The Constitution was submitted for public debate in late September 1787 and those interested quickly formed into two groups. Individuals who supported the Constitution became known as Federalists because they supported a federal system of government, as created by the Constitution. Their numbers obviously included the men who had helped devise the Constitution, such as James Madison, Alexander Hamilton and Benjamin Franklin. Despite his notionally objective role as the Convention’s chairman, George Washington later came out and publicly backed the Constitution, a factor that convinced many Americans to support it.
A historian’s view:
“In many ways they [the Federalists] provided the intellectual foundation of American government. For that and several other reasons, both good and bad, we tend to believe everything they said… Tthey won, and winners generally tell the stories.
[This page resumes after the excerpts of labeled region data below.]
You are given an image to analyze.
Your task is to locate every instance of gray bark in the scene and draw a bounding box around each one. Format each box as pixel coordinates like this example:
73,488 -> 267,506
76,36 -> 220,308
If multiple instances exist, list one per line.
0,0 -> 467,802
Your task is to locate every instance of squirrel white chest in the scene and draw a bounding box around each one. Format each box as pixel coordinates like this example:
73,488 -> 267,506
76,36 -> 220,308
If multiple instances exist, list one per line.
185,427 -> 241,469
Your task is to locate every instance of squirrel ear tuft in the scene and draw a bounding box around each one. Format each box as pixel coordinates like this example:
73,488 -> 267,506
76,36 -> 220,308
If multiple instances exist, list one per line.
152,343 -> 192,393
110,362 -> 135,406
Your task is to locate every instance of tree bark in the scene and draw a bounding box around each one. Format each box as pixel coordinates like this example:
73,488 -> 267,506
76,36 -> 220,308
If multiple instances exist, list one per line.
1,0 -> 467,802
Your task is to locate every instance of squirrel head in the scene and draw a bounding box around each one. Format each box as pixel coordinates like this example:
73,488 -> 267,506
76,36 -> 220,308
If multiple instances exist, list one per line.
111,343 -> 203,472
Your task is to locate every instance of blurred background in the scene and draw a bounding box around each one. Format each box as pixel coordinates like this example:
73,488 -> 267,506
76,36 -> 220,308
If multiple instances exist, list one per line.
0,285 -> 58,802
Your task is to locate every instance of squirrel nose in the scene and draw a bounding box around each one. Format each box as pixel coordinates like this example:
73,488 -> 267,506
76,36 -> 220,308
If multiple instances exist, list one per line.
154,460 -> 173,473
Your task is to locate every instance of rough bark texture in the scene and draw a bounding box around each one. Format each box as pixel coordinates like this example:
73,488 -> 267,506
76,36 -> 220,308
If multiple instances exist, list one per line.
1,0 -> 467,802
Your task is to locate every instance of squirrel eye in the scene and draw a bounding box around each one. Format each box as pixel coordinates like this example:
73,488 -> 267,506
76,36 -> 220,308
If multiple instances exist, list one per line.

They were intelligent and articulate, the kind of people with whom historians tend to identify and so to trust… But the Federalists also controlled the documents on which historians depend. They owned most of the newspapers. They sometimes paid those who took notes on the convention debates, or subsidised the publication of transcripts. In some places they blocked the circulation of literature critical of the Constitution… They were not trying to distort history [but] were struggling to win a very tough fight on behalf of what they understand as the nation’s welfare.”
The Federalists’ arguments centred around the great innovations of the Constitution and how it would benefit rather than endanger the nation. Like Thomas Paine they used polemic to sell the advantages of their preferred system. The Federalist Papers, a series of essays under the pen-name ‘Publius’ but in fact written by Madison, Hamilton and John Jay, appeared in New York in 1788 and clearly spelled out why ratification should occur. They enunciated that the Constitution would be the supreme law of the land, transcending all other laws and severely limiting the power of potential tyrants. They focused on popular sovereignty and discussed how the people would be better represented and protected than before. They educated readers about checks and balances and explained that under their system tyranny, military oppression, restriction of liberties and excessive taxation would be extremely difficult, if not impossible.
When the idea of a bill of rights was floated, the Federalists responded with either indifference or calm acceptance that such a measure might be necessary. Alexander Hamilton, however, penned Federalist Number 84 which campaigned against such a bill; his argument was that enunciation of specific individual rights would mean that they are only rights individuals would end up with. Hamilton thought the constitution and its preamble was more than adequate for protecting rights:
[According to the Constitution] the people surrender nothing, and as they retain everything, they have no need of particular reservations. “We the people of the United States, to secure the blessings of liberty to ourselves and our posterity, do ordain and establish this constitution for the United States of America.” Here is a better recognition of popular rights than volumes of those sayings that make up several of our state bills of rights, and which would sound much better in a treatise of ethics than in a constitution of government…
John Jay, the third author of the Federalist Papers, wrote only five of the 85 that were published. However, his legal training was significant in launching a defence of the Federalist position.